26/10/09

Estaba pensando ahora mismo en Salinger y eso me ha llevado a las veces que fui de pequeño al fútbol con mi padre. Íbamos al Bernabeu y al Calderón, indistintamente, gracias a un carnet de prensa que tenía y que hacía que los porteros de gorra de plato nos miraran con respeto y nunca pusieran pegas a mi presencia, como si dieran por hecho que éramos dos periodistas deportivos que compartían acreditación. Recuerdo una vez en el Bernabeu, era la época en que jugaba un central alemán que se llamaba Uli Stielike, yo tendría diez años y llovía; el tanque Stielike era muy bueno, un central de esos de toda la vida, un tipo que daba seguridad nada más verle. No sé contra quién jugaba el Madrid, lo que recuerdo es que al final de la segunda parte íbamos ganando y llovía más fuerte que al principio, la tromba se veía como un visillo sucio desde la tribuna de prensa. Y allí estaba Stielike, en jarras, solo, veinte metros por delante de la media luna del área, plantado en el césped, ajeno a la lluvia, un héroe griego con bigote prusiano, un Héctor, un Menelao, un Aquiles con la camiseta blanca manchada de barro. Pero no, más que un héroe griego parecía el guardián entre el centeno de Salinger, el que vigilaba a los niños para que no cayeran por el precipicio. Recuerdo que aquella visión me conmovió aunque por aquella época aun no hubiera leído la novela; años después, cuando cayó en mis manos, volví a recordar aquella imagen, un jugador de fútbol en medio del campo, solo, con los brazos en jarras, con la vista clavada en lo que pasaba en la otra portería. Un hombre cuya misión era hacer que ochenta mil personas no se desplomaran al abismo de la derrota. Cuando tienes diez años todo parece más grande de lo que es y no sabes
que el fútbol es simplemente una metáfora de la vida. Lo digo porque al final del partido bajamos a vestuarios y mi padre habló con algunos jugadores, recuerdo el vaho de las duchas, los abrazos, los periodistas con sus arcaicas grabadoras, la ropa tan diferente que usaban los futbolistas, no como la que se veía habitualmente por la calle, parecían estrella de cine, tipos afortunados que sonreían mucho y se ponían demasiada colonia. Cuando estuve al lado de Stielike me quedé congelado, no sabía que decir, recuerdo que me pasó la mano por el pelo, un gesto ya en desuso, y me preguntó, en su rudimentario castellano de autómata, si me había gustado el partido; no le dije nada, me quedé callado, quizá me ruboricé porque mi timidez siempre ha sido exagerada y en aquellos años lo era más.

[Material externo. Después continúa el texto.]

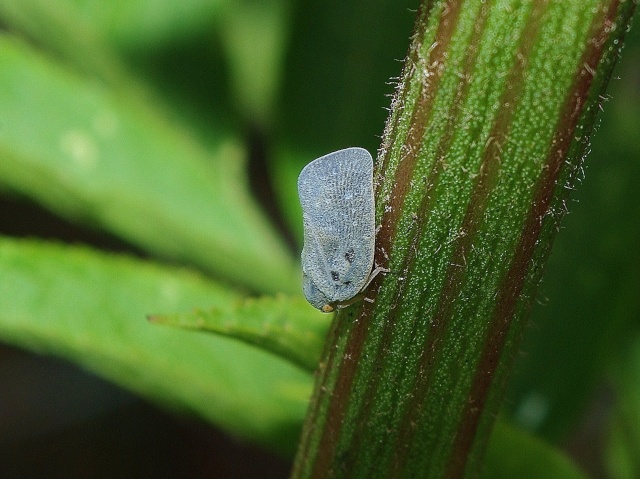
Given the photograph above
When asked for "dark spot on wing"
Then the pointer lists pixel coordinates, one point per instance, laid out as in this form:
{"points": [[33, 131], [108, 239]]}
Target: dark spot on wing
{"points": [[350, 255]]}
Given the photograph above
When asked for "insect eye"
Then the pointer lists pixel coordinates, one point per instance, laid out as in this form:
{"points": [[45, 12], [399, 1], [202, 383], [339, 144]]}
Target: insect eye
{"points": [[350, 255]]}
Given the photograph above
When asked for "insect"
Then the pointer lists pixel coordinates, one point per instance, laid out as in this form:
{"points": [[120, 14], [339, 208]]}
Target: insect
{"points": [[336, 194]]}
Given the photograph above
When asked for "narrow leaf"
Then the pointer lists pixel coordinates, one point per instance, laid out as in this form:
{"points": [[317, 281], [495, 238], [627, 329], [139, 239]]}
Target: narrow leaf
{"points": [[90, 308], [91, 154], [285, 326]]}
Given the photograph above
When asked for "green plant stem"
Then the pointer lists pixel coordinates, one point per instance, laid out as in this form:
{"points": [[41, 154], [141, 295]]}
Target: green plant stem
{"points": [[486, 137]]}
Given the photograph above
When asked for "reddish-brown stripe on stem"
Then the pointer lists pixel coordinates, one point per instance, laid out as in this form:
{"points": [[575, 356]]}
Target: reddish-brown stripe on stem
{"points": [[444, 144], [472, 220], [357, 336], [513, 282], [431, 72]]}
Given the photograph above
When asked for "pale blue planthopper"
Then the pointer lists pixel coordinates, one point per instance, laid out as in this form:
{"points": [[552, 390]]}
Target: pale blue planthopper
{"points": [[336, 193]]}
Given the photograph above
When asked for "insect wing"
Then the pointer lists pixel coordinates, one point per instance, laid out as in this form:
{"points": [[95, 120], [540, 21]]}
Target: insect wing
{"points": [[336, 193]]}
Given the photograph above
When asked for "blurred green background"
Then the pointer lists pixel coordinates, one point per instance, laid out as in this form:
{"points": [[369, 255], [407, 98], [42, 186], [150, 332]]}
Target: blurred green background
{"points": [[259, 89]]}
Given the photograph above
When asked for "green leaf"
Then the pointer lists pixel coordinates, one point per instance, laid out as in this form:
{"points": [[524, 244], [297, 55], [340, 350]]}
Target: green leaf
{"points": [[94, 155], [513, 453], [285, 326], [124, 23], [90, 308], [254, 35]]}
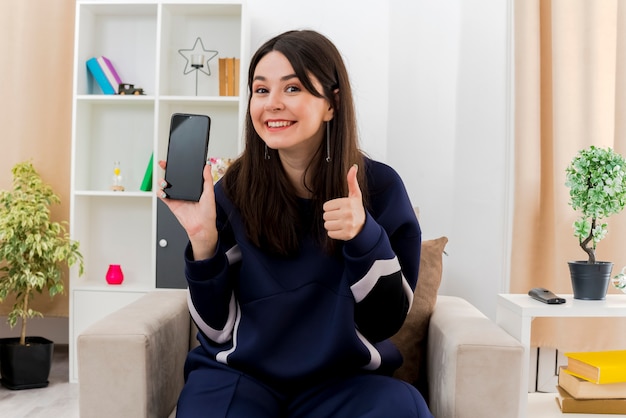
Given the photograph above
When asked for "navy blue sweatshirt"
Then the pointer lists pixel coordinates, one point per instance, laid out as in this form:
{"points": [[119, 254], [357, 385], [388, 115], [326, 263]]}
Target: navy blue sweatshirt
{"points": [[308, 318]]}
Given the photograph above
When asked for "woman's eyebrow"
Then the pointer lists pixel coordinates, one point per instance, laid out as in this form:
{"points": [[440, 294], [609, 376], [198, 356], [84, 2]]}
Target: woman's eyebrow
{"points": [[283, 78]]}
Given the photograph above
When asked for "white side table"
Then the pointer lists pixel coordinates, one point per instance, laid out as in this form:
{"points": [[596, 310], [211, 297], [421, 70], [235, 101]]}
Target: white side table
{"points": [[515, 313]]}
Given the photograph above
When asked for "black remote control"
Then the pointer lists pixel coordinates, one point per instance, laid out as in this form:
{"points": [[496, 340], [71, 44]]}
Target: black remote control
{"points": [[545, 296]]}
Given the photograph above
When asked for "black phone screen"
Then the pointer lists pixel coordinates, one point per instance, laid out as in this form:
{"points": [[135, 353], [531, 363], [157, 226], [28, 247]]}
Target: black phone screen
{"points": [[186, 155]]}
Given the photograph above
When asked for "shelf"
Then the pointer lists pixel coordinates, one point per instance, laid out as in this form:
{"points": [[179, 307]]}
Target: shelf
{"points": [[142, 39], [115, 195]]}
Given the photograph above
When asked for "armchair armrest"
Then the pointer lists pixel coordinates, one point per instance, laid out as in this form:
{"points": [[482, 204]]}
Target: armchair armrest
{"points": [[130, 363], [474, 367]]}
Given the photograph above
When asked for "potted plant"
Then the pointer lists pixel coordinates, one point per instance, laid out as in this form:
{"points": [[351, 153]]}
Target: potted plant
{"points": [[597, 181], [33, 252]]}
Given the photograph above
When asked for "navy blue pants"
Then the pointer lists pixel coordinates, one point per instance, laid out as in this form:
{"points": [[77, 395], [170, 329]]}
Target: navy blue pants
{"points": [[215, 390]]}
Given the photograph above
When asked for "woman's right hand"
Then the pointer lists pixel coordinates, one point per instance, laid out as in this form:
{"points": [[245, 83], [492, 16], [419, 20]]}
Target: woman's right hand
{"points": [[197, 218]]}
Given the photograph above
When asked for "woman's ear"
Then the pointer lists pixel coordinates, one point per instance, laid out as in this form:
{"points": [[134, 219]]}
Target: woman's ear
{"points": [[331, 109]]}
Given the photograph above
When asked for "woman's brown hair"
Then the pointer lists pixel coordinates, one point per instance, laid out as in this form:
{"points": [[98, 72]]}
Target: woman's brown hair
{"points": [[258, 186]]}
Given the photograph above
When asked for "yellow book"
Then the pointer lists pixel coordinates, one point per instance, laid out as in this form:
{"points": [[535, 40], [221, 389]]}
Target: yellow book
{"points": [[589, 406], [598, 366], [584, 389], [236, 81], [230, 76], [222, 76]]}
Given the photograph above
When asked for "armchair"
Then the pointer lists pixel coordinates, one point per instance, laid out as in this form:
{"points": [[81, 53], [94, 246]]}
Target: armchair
{"points": [[130, 364]]}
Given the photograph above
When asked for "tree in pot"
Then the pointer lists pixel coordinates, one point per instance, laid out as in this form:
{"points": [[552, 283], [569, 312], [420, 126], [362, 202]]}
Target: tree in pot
{"points": [[33, 253], [597, 181]]}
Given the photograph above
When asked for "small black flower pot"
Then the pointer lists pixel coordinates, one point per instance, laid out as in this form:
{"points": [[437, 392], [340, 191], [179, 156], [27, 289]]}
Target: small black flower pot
{"points": [[590, 281], [25, 366]]}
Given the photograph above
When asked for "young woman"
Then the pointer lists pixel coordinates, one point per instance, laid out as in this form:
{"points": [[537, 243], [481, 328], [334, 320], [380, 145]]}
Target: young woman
{"points": [[303, 259]]}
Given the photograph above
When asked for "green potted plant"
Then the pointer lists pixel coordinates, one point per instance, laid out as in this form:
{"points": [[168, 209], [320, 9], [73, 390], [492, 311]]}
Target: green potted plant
{"points": [[33, 253], [596, 178]]}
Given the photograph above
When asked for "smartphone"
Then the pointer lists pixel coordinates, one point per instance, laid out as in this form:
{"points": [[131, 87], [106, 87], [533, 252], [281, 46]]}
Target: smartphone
{"points": [[186, 155]]}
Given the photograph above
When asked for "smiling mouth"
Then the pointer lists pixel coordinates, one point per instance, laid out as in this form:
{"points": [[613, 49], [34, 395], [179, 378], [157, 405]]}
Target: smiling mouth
{"points": [[279, 124]]}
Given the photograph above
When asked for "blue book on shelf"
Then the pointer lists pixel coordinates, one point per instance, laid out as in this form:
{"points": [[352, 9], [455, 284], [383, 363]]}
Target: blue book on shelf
{"points": [[99, 76]]}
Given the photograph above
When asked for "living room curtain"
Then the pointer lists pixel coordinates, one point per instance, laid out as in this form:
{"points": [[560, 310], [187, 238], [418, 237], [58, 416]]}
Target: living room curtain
{"points": [[570, 70], [37, 47]]}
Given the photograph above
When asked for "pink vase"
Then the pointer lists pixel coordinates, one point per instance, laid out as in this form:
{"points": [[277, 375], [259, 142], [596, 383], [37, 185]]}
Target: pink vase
{"points": [[114, 274]]}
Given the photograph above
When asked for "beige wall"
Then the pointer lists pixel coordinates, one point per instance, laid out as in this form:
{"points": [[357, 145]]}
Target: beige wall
{"points": [[36, 50]]}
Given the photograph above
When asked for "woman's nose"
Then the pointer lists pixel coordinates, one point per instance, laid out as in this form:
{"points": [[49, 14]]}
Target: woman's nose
{"points": [[273, 103]]}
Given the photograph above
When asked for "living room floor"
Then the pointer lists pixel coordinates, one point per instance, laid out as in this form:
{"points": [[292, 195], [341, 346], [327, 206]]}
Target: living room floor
{"points": [[60, 398]]}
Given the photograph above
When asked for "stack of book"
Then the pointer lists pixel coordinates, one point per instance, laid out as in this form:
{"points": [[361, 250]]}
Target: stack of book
{"points": [[593, 383], [229, 76], [104, 74]]}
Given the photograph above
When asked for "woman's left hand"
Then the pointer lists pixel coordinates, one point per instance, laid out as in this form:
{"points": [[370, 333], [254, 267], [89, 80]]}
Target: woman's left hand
{"points": [[344, 217]]}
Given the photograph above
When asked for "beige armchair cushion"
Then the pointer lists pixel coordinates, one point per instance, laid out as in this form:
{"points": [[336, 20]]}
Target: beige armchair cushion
{"points": [[411, 339]]}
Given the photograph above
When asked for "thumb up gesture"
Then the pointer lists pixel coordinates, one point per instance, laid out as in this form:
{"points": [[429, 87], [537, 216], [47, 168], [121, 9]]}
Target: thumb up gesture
{"points": [[344, 217]]}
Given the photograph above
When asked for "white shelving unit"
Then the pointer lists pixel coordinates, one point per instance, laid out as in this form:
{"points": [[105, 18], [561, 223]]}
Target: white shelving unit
{"points": [[142, 39]]}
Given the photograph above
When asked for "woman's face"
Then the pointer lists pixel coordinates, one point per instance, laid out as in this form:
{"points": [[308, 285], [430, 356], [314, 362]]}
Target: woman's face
{"points": [[284, 114]]}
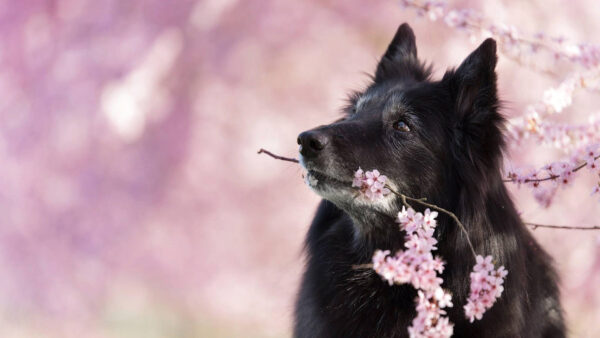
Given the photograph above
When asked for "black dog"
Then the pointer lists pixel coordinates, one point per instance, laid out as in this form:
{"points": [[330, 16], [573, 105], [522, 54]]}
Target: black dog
{"points": [[436, 139]]}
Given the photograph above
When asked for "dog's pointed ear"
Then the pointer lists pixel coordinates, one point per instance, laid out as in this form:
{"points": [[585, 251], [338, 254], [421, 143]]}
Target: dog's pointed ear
{"points": [[400, 59], [473, 84], [473, 89]]}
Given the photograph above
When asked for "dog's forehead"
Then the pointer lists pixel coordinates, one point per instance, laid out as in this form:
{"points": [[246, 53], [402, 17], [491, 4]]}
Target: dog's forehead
{"points": [[388, 95]]}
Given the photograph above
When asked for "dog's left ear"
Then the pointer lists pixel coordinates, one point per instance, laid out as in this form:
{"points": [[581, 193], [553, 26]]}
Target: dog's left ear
{"points": [[473, 89], [400, 59]]}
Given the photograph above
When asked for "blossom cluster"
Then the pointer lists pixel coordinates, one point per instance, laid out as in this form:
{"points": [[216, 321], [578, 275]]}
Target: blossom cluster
{"points": [[558, 174], [371, 184], [417, 266], [486, 287], [573, 139], [512, 43]]}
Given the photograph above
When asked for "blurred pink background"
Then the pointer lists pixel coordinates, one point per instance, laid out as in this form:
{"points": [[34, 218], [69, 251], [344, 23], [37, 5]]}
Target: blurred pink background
{"points": [[133, 202]]}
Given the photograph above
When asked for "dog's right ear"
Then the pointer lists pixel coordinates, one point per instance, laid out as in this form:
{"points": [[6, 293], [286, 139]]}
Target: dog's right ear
{"points": [[400, 59]]}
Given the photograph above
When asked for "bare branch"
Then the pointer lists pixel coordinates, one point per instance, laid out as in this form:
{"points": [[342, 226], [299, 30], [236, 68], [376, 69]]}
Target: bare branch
{"points": [[289, 159], [564, 227]]}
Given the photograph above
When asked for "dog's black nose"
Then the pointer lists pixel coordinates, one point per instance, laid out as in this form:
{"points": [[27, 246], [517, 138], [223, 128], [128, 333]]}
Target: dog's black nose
{"points": [[312, 142]]}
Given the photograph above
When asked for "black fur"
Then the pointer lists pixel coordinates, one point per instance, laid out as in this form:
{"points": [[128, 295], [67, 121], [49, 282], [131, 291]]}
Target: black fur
{"points": [[451, 155]]}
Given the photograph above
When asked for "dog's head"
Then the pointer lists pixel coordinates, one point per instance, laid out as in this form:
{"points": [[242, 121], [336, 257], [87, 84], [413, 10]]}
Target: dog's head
{"points": [[418, 132]]}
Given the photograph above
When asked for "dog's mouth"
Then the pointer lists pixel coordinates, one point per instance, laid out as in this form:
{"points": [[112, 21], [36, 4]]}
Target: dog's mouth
{"points": [[317, 180]]}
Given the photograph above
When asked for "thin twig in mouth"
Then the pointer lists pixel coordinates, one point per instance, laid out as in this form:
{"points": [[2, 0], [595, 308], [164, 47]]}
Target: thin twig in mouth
{"points": [[565, 227], [422, 201], [433, 206], [289, 159]]}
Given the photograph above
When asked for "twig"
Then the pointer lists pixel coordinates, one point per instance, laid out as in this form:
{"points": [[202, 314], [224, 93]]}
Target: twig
{"points": [[289, 159], [432, 206], [564, 227], [551, 177]]}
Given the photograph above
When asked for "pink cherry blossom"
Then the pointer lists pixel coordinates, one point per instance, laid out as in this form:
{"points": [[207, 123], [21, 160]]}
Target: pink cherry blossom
{"points": [[486, 287], [417, 266], [372, 184]]}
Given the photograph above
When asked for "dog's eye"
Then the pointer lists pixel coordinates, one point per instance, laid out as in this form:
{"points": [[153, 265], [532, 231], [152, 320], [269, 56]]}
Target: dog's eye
{"points": [[401, 126]]}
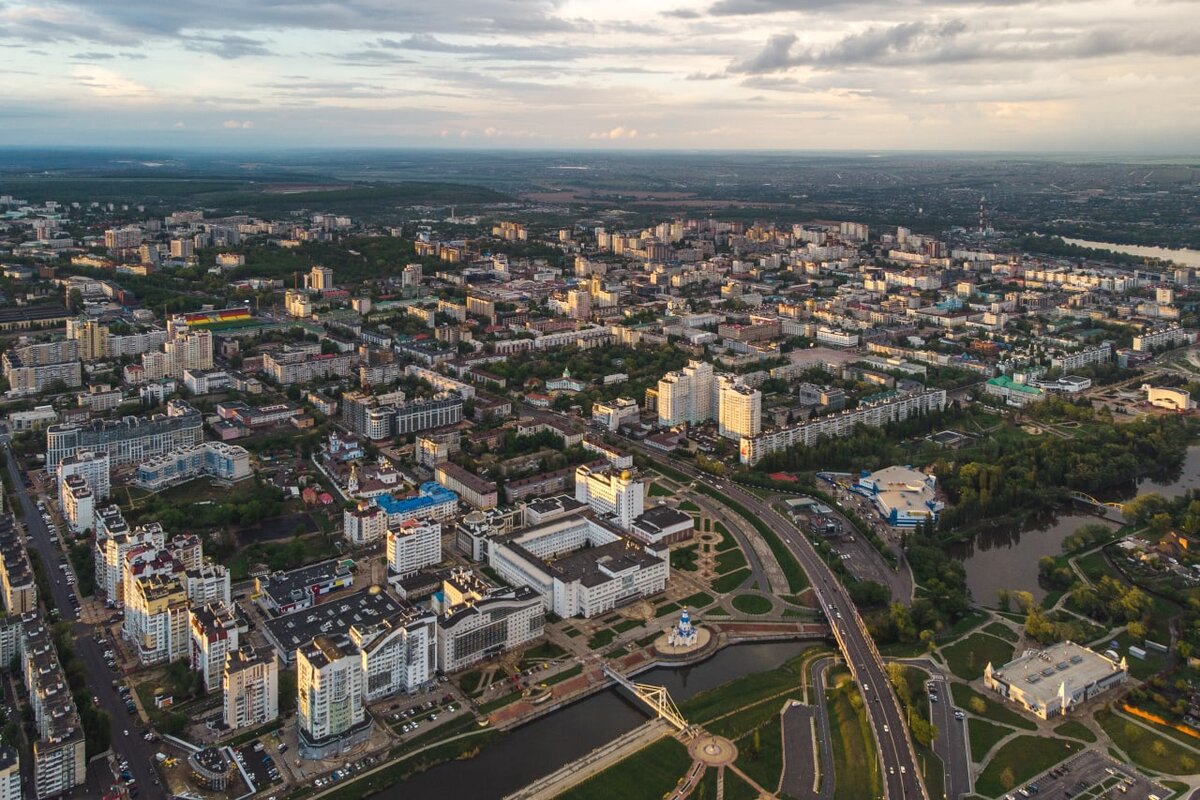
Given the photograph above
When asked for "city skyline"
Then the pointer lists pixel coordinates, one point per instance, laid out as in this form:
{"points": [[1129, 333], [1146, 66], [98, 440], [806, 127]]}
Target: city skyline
{"points": [[721, 74]]}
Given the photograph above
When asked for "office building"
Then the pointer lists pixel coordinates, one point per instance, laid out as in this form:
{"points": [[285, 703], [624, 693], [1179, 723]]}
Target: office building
{"points": [[214, 635], [739, 411], [130, 440], [216, 459], [250, 687], [611, 492], [580, 566], [329, 686], [413, 545], [1049, 683], [474, 489], [479, 621]]}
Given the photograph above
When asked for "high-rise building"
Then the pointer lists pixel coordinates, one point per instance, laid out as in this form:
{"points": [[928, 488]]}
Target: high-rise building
{"points": [[611, 492], [214, 633], [413, 545], [329, 693], [251, 687], [741, 409], [93, 467], [364, 524], [130, 440], [156, 619], [687, 396]]}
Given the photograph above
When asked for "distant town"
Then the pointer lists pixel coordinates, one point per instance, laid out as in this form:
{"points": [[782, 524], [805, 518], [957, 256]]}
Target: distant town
{"points": [[305, 504]]}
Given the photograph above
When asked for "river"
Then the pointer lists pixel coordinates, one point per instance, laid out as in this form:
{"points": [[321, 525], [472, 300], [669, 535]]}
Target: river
{"points": [[543, 746], [1007, 558], [1186, 257]]}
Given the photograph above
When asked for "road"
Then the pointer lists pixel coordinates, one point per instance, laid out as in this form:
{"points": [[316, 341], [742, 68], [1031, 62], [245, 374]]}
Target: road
{"points": [[133, 747], [900, 775], [952, 741]]}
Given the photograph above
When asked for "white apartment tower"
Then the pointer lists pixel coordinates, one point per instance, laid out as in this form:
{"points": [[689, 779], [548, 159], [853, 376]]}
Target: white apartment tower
{"points": [[741, 409], [251, 687]]}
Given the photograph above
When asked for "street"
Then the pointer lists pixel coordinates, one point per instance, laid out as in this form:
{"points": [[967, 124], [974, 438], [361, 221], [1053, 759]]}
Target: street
{"points": [[133, 747], [899, 763]]}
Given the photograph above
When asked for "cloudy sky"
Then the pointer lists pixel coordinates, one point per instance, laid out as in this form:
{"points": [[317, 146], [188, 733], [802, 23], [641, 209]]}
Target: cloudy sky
{"points": [[975, 74]]}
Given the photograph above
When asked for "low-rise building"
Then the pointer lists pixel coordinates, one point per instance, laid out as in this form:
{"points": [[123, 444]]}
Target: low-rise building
{"points": [[1049, 683]]}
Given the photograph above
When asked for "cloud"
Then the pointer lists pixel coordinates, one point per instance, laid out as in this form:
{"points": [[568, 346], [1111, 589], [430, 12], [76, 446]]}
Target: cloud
{"points": [[955, 42], [227, 47], [618, 132]]}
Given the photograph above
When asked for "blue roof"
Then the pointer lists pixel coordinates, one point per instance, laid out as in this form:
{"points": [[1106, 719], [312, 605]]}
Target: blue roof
{"points": [[431, 494]]}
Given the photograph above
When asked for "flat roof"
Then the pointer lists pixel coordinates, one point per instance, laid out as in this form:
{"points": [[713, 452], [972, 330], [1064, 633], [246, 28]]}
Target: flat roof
{"points": [[1039, 673], [334, 619]]}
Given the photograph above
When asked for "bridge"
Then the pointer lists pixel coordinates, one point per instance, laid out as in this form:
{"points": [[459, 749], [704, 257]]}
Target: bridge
{"points": [[655, 697], [1087, 499]]}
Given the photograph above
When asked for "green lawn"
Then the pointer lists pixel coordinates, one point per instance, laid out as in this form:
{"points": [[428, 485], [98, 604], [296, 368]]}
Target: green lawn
{"points": [[1075, 729], [727, 583], [767, 765], [856, 769], [1020, 759], [1146, 749], [751, 605], [995, 711], [697, 600], [649, 773], [983, 735], [969, 657], [730, 560], [742, 691], [1002, 631]]}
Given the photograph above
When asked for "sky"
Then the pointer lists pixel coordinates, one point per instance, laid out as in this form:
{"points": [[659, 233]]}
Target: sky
{"points": [[604, 74]]}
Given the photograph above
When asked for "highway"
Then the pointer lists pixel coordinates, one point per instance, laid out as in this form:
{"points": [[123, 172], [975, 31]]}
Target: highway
{"points": [[901, 777], [133, 747]]}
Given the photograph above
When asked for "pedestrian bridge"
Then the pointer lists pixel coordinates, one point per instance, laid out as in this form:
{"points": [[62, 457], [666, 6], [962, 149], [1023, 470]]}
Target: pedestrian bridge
{"points": [[655, 697]]}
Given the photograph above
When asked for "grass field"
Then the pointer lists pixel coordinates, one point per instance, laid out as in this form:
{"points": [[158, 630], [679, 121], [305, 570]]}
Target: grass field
{"points": [[730, 582], [649, 773], [1145, 747], [751, 605], [983, 737], [969, 657], [995, 711], [1075, 729], [1023, 758], [856, 769]]}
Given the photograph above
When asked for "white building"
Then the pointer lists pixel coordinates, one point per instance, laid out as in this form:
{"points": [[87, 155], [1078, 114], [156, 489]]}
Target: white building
{"points": [[364, 524], [214, 635], [479, 621], [613, 414], [580, 566], [90, 465], [251, 687], [903, 495], [413, 546], [329, 687], [78, 504], [687, 395], [611, 492], [739, 409], [396, 655]]}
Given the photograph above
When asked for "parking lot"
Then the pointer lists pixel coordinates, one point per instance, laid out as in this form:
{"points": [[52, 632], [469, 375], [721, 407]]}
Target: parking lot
{"points": [[1090, 775]]}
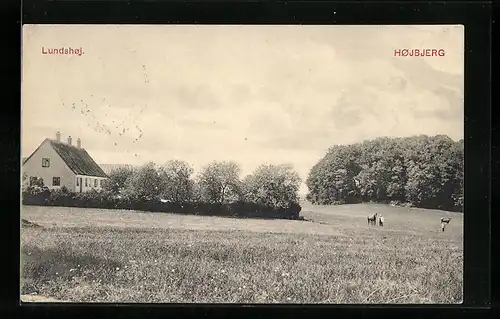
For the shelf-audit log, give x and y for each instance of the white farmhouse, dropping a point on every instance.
(64, 164)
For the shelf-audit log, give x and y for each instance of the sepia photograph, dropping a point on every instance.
(245, 164)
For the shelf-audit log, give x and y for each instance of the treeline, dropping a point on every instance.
(271, 191)
(420, 171)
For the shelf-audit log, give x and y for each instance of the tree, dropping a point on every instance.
(333, 178)
(144, 184)
(275, 186)
(176, 183)
(425, 171)
(219, 182)
(117, 180)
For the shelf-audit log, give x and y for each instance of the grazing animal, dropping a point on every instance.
(372, 220)
(381, 220)
(444, 222)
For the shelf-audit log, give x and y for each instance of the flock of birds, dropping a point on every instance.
(372, 220)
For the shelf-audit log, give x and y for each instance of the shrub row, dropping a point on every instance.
(103, 200)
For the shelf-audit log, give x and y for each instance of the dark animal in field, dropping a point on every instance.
(444, 222)
(381, 220)
(27, 223)
(372, 220)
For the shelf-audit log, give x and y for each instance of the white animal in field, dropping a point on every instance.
(381, 220)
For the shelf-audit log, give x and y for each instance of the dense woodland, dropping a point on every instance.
(421, 171)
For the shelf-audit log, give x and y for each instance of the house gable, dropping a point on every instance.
(78, 160)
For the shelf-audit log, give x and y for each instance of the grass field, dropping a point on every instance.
(90, 255)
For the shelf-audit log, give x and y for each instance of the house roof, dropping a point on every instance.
(77, 159)
(108, 168)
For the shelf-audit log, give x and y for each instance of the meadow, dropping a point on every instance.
(93, 255)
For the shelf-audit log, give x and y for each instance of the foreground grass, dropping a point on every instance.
(117, 264)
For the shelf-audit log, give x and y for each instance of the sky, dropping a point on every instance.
(250, 94)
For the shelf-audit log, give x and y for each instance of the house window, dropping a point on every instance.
(45, 162)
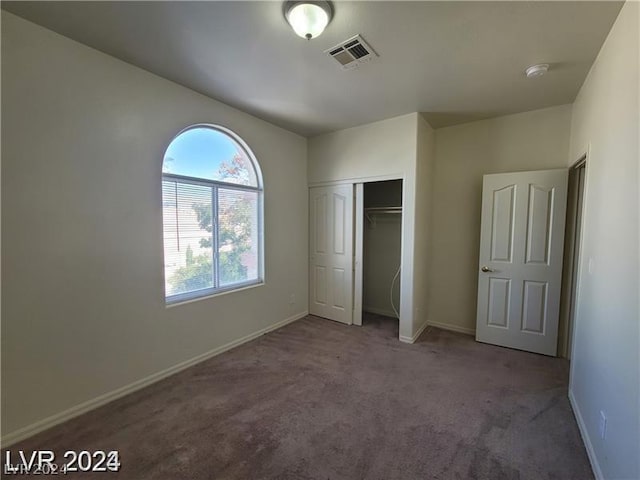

Ojalá me lo encontrara hoy por la calle, le diría que aquella tarde fue el guardián entre el centeno y que el Madrid no ha vuelto a tener un central como él, que conjugara sus prodigiosas condiciones con ese gusto por la alta literatura. ¿Qué hará ahora Stielike? ¿Qué habrá pasado con aquella tarde de domingo de 1977? Volvería a ver ese partido, volvería a tener diez años y volvería a quedarme callado en el vestuario, eso lo sé, pero volvería.